The same group reported the [4+2] cycloaddition of cross-conjugated cyclohexadienones with cyclopentadiene, catalyzed by imidodiphosphorimidate C21 [49]. This elaborated chiral phosphoric acid derivative, which was highly acidic and confined, secured a very high diastereoselectivity and enantiodiscrimination (see Scheme 34).

Computational studies performed by authors are in very good agreement with experimental data and explain the origin of the enantio- and diastereoselectivity observed in this reaction. A plausible catalytic cycle and transition state are presented in Figure 15.

Interestingly, the silylium ion activation of a chiral Brønsted acid was described by List and co-workers [50]. The moderately active precatalyst C22, upon treatment with the silylium ion source, became a very active chiral Lewis acid, efficiently catalyzing the addition of cinnamates to cyclopentadiene. Selected results are presented in Scheme 35.

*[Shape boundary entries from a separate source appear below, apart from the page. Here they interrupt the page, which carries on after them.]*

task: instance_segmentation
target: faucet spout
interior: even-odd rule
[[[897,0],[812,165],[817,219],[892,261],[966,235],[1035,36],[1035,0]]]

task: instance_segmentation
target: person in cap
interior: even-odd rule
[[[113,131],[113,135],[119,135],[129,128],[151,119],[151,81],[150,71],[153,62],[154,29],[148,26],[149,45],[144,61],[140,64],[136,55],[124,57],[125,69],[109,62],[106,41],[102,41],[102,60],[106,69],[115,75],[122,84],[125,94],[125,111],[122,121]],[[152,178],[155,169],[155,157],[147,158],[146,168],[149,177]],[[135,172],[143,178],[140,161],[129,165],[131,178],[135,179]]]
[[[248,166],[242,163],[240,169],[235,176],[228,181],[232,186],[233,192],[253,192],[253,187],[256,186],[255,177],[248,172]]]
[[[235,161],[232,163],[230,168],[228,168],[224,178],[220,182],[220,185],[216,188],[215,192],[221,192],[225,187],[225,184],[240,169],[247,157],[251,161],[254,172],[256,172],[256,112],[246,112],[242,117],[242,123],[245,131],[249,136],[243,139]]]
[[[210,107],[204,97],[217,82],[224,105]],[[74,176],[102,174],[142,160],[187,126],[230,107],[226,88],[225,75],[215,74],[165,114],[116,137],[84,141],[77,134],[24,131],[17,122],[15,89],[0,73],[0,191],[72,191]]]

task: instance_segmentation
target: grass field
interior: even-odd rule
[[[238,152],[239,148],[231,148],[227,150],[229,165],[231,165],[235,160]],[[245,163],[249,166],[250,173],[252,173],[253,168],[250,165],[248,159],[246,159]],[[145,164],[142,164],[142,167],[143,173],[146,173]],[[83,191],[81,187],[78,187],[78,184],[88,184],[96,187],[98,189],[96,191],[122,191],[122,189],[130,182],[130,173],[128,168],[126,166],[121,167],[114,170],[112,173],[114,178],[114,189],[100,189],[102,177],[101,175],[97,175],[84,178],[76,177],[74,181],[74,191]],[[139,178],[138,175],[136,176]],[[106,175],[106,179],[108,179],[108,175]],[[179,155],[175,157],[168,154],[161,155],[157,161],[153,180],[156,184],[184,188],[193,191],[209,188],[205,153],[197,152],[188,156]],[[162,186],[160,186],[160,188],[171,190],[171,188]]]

The proposed catalytic cycle is presented in Figure 16.

3. Conclusions

Enantioselective organocatalytic [4+2] cycloaddition has been developing rapidly in recent years, and new types of enantioselective reactions, based on novel organocatalysts, new dienophiles, and dienes compatible with organocatalysis are emerging.

Certainly, in the coming years, the scope of highly enantioselective organocatalytic [4+2] cycloadditions leading to new groups of compounds will be increasingly broad. We await the development of new methods that allow for the use of several “popular” and useful dienophiles as acrylates, crotonates, malonates, and fumarates, which should expand the scope of organocatalytic Diels–Alder reactions; such possibilities still exist, as shown by the works of Lee [21] and List [50]. There is still room for development for new, multifunctional catalysts, which can make use of at least two of the modes described above, making organocatalysis even more useful and general.